A brief introduction – SAS, a Statistical Packaged Language
SAS stands for “Statistical Analysis Software” and was developed at North Carolina State University between 1970s and 1980s. It is a productive and reliable tool you could resort to when you are conducting data mining and statistic learning. In comparison to those primary modern programing languages, such as C++, C# or Java, SAS is much more specialized. It is also different from R and MatLab, which fall under a category in-between mainstream general-purposed programming language and SAS. SAS is categorized as a statistical packaged language, while R is sort of semi-statistical language.
I would leave scripting languages (eg. Python, Perl. Actually, SAS could sort of function like scripting language to integrate SAS with other application, would briefly touch on this topic later) and markup languages (or declarative languages, eg. XML, HTML) out of our comparison.
The aforementioned differences make SAS more productive and user-friendly, because you don’t have to worry about the implementation of data structures. Most usually used data structures in SAS are table(actually, it is vector, I’ll ignore the details here), array and hash map (sort of like dictionary in R or Python, through which you could retrieve value by key) . You could also work with Matrix in SAS via SAS/IML module, but that would be a more advanced topic.
SAS Modules – Base & Advanced SAS is different from SAS/STAT
I circled the first data manipulation sub-square, because this is the module you are tested for and certified for. It is mainly dealing with data manipulation, namely, arranging your raw data into structured table/data set which could later be analyzed by procedures in SAS/STAT module.
If you would spare me your attention here, I earnestly would like to debunk some of your misunderstandings. in case you attended or are attending courses such as Database Marketing, SAS Modeling and Marketing Analytics with SAS. What you learnt in these courses (eg. PROC REG, PROC LOGISTIC, PROC ANOVA, PROC GLM, PROC FACTOR, PROC CLUSTER, PROC FASTCLUS, PROC DISCRIM) are all procedures housed under SAS/STAT module and YOU ARE NOT GOING TO BE TESTED ON THESE TOPICS for your SAS Base/Advanced certificates. For SAS/STAT, it has separate certificate. And the SAS tests we are usually talking about are on Base SAS, Advanced SAS.
Topics for Base SAS include
- DATA step .
- Basic procedures.(PROC FREQ, PROC SORT, PROC MEANS, PROC SUMMARY and PROC TABULATE)
- Branching & Conditional Processing.
Topics for Advanced SAS include 4 parts:
- PROC SQL.
- SAS Macro.
- SAS Optimization.
- Some advanced data manipulation topics.
To conclude, I would like to put it this way: the SAS/STAT procedures and the mathematical concepts or algorithm learned in Database Marketing, SAS Modelling, Marketing Analytics with SAS, BI and ABI (BI and ABI are courses offered by MIS Department) are popular methodologies to reveal the story hidden deep in the data.
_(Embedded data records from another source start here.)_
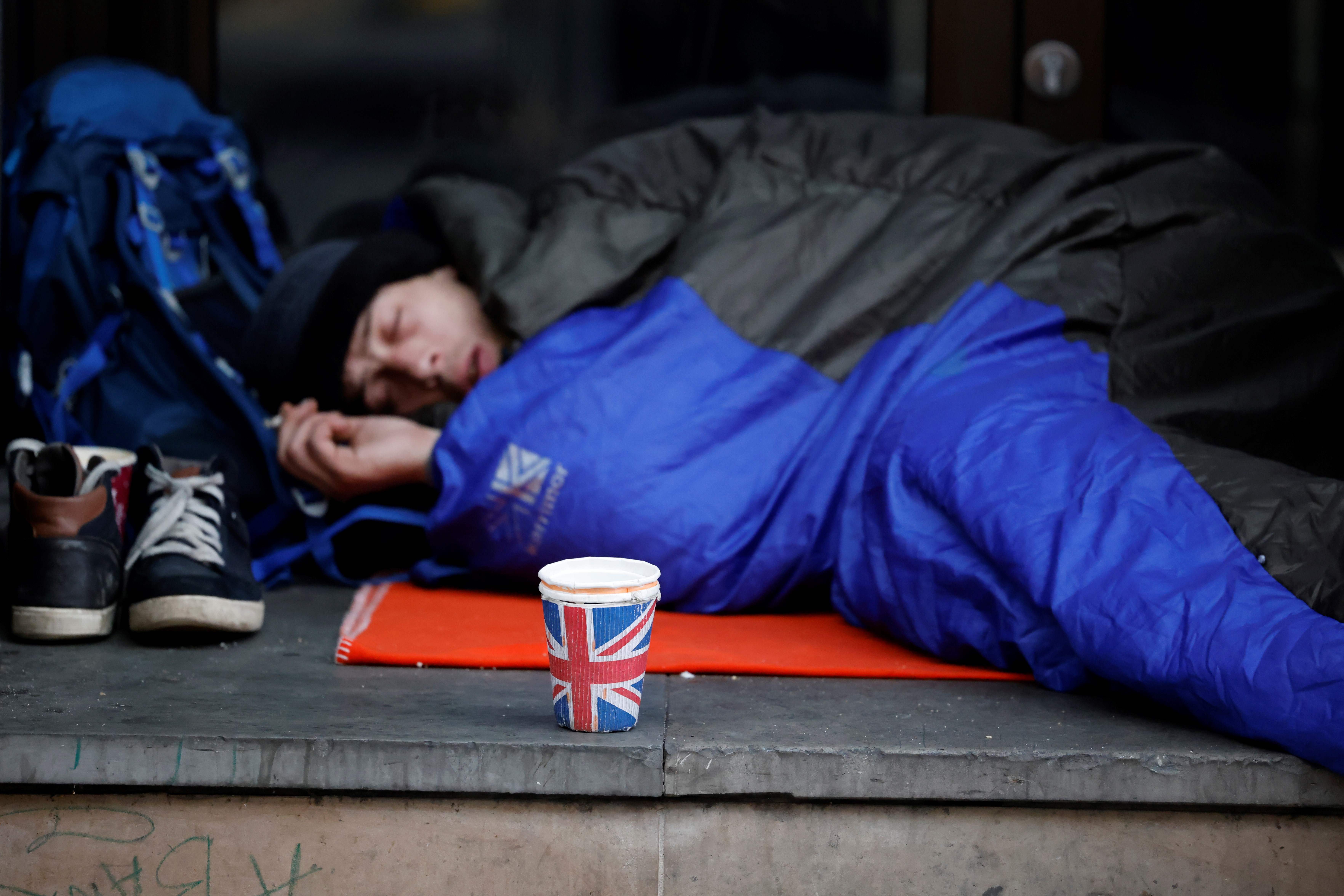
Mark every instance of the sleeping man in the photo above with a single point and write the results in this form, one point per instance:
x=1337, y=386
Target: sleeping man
x=1062, y=409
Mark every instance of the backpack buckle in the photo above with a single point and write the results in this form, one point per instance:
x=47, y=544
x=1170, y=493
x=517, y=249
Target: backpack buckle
x=234, y=162
x=151, y=218
x=144, y=164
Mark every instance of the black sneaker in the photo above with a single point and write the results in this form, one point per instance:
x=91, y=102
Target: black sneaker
x=190, y=566
x=64, y=542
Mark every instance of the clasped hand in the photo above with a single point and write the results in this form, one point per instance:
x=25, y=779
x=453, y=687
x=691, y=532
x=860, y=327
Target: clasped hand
x=349, y=456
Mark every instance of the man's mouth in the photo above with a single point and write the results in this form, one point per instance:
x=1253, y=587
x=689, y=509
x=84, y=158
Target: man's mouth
x=474, y=370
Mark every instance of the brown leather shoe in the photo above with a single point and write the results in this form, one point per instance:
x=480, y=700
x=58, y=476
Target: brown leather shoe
x=64, y=543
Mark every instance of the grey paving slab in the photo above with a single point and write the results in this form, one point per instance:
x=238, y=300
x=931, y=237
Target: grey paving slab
x=963, y=741
x=276, y=711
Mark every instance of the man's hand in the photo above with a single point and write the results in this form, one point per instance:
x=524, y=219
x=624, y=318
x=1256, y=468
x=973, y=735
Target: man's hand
x=347, y=456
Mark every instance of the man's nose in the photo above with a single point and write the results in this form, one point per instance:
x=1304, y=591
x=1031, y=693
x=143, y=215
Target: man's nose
x=429, y=365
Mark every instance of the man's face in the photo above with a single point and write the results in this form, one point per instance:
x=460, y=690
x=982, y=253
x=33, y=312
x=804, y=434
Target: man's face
x=420, y=342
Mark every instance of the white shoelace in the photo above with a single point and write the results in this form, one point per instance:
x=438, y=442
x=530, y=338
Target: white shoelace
x=93, y=479
x=179, y=522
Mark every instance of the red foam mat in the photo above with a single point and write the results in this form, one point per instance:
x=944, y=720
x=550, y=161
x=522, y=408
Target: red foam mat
x=402, y=625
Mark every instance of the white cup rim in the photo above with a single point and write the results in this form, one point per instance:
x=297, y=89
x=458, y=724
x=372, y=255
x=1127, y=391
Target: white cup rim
x=592, y=575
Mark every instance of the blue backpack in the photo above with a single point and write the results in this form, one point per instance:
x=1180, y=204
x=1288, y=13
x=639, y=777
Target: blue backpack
x=138, y=253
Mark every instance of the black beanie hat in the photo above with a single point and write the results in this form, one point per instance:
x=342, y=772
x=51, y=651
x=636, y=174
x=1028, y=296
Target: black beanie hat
x=300, y=334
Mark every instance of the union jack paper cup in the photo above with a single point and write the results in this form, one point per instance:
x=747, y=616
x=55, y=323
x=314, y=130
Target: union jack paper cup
x=126, y=463
x=599, y=621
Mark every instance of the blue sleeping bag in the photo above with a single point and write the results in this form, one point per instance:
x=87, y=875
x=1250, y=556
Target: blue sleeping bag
x=970, y=488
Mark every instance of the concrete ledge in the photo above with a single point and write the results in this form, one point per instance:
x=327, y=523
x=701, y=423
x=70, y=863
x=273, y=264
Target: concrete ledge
x=963, y=741
x=304, y=846
x=275, y=713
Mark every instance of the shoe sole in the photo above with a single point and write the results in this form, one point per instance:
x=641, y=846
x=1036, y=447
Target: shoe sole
x=62, y=624
x=197, y=612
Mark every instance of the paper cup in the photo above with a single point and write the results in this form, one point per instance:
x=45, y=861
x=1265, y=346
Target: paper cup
x=120, y=483
x=599, y=621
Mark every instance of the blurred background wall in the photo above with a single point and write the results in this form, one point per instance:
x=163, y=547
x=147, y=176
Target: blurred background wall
x=346, y=100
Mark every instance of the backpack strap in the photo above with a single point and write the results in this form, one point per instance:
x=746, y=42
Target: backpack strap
x=53, y=412
x=238, y=171
x=146, y=177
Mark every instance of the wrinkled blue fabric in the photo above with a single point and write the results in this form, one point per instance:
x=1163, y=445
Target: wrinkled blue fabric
x=968, y=490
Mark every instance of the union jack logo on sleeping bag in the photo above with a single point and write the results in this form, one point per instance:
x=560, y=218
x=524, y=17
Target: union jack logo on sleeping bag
x=597, y=664
x=514, y=491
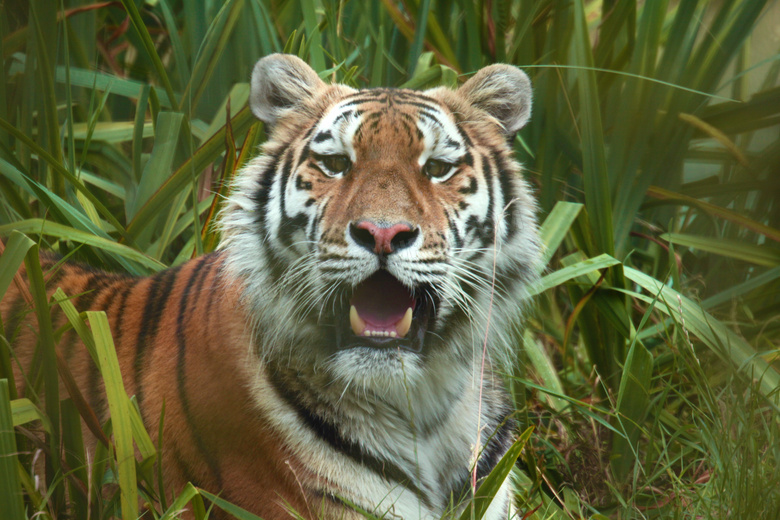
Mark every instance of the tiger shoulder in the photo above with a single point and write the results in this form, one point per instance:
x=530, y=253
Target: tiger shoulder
x=343, y=348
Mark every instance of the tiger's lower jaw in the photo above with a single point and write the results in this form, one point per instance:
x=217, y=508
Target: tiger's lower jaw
x=408, y=334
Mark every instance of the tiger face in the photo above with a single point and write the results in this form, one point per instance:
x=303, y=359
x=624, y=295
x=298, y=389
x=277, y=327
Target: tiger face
x=382, y=232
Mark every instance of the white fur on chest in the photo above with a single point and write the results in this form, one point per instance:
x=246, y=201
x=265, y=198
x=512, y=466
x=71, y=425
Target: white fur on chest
x=435, y=459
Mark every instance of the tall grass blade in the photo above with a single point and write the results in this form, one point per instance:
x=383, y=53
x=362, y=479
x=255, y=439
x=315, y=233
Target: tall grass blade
x=119, y=405
x=10, y=488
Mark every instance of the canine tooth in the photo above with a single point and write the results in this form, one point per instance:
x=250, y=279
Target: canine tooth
x=358, y=325
x=403, y=326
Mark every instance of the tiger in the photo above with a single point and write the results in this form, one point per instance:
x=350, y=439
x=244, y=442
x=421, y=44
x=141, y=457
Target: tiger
x=345, y=347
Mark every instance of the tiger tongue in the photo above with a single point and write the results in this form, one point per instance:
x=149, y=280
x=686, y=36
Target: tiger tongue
x=382, y=306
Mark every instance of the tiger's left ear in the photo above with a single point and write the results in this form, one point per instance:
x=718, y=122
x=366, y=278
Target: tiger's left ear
x=280, y=84
x=504, y=92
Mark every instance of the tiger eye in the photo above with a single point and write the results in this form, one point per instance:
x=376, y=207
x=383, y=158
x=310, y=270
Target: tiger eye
x=336, y=163
x=435, y=169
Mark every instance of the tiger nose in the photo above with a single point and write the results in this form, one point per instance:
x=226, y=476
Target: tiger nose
x=383, y=239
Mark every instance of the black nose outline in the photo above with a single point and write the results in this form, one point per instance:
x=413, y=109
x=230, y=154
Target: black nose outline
x=383, y=239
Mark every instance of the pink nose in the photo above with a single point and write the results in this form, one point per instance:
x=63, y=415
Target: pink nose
x=382, y=239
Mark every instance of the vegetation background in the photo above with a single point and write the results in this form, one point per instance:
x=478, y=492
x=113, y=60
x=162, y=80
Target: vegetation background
x=649, y=367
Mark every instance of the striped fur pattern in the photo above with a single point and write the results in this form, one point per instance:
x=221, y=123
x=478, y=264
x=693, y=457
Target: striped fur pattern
x=352, y=327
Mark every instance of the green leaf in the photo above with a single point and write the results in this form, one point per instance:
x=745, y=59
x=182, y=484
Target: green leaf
x=39, y=226
x=567, y=273
x=741, y=250
x=24, y=411
x=633, y=400
x=119, y=405
x=479, y=505
x=594, y=163
x=713, y=333
x=555, y=227
x=10, y=488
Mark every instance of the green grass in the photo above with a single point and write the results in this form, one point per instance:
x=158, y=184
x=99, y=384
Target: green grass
x=649, y=368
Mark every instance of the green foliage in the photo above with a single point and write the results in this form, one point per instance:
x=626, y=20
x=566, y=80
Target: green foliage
x=650, y=365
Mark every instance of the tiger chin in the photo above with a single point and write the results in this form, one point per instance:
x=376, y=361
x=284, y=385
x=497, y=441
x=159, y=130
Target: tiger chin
x=344, y=348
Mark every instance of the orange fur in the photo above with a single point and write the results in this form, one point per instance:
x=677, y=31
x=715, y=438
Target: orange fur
x=255, y=470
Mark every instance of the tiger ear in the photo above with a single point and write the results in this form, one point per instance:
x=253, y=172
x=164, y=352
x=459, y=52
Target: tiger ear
x=281, y=82
x=504, y=92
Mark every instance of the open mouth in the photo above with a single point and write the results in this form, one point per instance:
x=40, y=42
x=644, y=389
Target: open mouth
x=384, y=313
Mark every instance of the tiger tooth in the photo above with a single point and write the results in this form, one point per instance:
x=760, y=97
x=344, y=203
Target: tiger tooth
x=403, y=326
x=358, y=325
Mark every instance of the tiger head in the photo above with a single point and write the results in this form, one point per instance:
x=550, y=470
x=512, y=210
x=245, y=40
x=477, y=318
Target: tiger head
x=382, y=232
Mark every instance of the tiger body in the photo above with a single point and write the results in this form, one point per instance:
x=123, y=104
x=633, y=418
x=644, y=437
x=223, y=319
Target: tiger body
x=343, y=346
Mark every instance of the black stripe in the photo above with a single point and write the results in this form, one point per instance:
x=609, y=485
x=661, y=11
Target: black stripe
x=472, y=187
x=197, y=277
x=506, y=188
x=497, y=445
x=489, y=222
x=154, y=305
x=329, y=432
x=455, y=233
x=95, y=286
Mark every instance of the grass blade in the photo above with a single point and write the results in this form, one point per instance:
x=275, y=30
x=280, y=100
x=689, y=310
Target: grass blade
x=10, y=488
x=493, y=482
x=119, y=405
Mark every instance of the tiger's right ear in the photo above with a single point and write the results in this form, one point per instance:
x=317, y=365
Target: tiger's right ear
x=281, y=82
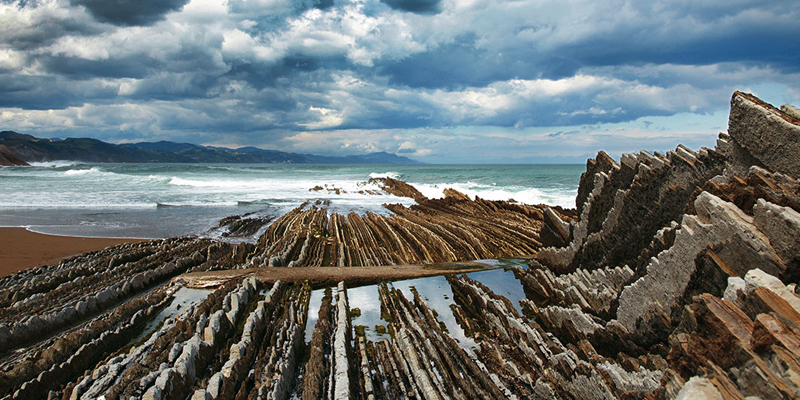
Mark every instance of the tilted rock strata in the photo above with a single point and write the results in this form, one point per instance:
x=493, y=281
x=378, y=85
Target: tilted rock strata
x=700, y=295
x=436, y=230
x=767, y=134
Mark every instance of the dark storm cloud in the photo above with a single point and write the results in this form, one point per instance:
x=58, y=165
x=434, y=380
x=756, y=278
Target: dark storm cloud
x=415, y=6
x=130, y=12
x=241, y=71
x=50, y=92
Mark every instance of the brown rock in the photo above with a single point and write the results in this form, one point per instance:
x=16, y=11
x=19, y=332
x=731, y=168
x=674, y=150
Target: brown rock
x=769, y=135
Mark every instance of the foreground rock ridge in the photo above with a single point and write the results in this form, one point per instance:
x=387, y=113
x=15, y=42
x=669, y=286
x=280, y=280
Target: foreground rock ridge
x=675, y=277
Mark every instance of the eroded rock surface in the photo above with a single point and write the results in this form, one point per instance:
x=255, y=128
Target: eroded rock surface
x=675, y=277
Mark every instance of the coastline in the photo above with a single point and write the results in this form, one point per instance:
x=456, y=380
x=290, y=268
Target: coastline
x=21, y=249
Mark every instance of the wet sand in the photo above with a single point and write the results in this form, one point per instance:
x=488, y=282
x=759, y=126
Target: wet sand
x=21, y=249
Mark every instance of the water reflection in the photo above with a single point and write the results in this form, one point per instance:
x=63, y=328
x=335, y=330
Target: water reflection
x=438, y=295
x=183, y=298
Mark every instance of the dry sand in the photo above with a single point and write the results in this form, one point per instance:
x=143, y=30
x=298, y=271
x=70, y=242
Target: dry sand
x=21, y=249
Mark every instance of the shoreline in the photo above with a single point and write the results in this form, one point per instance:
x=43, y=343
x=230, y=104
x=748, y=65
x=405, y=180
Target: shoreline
x=22, y=249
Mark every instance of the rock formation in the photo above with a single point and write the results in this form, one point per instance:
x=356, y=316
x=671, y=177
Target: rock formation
x=454, y=228
x=675, y=277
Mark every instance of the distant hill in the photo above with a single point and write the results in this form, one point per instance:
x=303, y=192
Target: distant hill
x=33, y=149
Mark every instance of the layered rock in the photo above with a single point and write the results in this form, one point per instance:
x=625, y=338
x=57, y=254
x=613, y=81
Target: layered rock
x=652, y=272
x=454, y=228
x=674, y=278
x=765, y=134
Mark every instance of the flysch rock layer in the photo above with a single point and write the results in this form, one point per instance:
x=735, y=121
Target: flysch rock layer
x=711, y=293
x=675, y=277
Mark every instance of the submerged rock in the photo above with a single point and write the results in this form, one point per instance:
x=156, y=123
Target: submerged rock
x=676, y=277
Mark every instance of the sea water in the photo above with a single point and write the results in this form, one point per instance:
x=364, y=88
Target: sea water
x=163, y=200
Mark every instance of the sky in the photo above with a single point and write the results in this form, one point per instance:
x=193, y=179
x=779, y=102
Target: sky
x=439, y=81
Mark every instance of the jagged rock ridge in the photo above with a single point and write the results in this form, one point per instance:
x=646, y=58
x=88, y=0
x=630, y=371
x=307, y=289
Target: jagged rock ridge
x=670, y=283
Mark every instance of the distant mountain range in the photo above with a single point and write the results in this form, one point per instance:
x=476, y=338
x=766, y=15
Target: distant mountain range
x=33, y=149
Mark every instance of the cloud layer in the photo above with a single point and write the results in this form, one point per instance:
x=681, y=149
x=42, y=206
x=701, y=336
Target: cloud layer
x=440, y=80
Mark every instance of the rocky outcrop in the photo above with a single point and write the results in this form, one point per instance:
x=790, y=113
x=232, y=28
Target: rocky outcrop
x=455, y=228
x=676, y=277
x=765, y=133
x=398, y=188
x=680, y=262
x=8, y=158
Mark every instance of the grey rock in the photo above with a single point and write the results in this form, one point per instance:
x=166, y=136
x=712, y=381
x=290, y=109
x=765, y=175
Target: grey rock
x=668, y=274
x=782, y=227
x=767, y=134
x=791, y=110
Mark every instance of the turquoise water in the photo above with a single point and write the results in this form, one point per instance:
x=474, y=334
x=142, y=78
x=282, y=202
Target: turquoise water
x=161, y=200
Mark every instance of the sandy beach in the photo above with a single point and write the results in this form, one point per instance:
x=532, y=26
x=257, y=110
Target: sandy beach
x=21, y=249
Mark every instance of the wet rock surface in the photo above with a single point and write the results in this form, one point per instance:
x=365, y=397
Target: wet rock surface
x=675, y=277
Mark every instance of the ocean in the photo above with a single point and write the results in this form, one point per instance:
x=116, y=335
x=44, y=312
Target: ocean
x=163, y=200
You could see these methodologies applied routinely in everyday analysis practice or innovatively in some ad hoc projects. However, taking these courses and studying SAS/STAT procedures does not waive the time and effort you are supposed to diligently invest on studying SAS Base and Advanced topics. And the green Little SAS Book is by no means enough.
I would like to take a detour here to show you some other SAS modules before I explain to you why the Little SAS Book is not enough and also before I give you my recommendations of some studying materials. I want to give you a bird view of SAS’s stunning capabilities and display the road map in front of you so that you know what to study after you are certified and where to find help when you encounter some problems after you become a data analyst (usually, problems could be solved within SAS).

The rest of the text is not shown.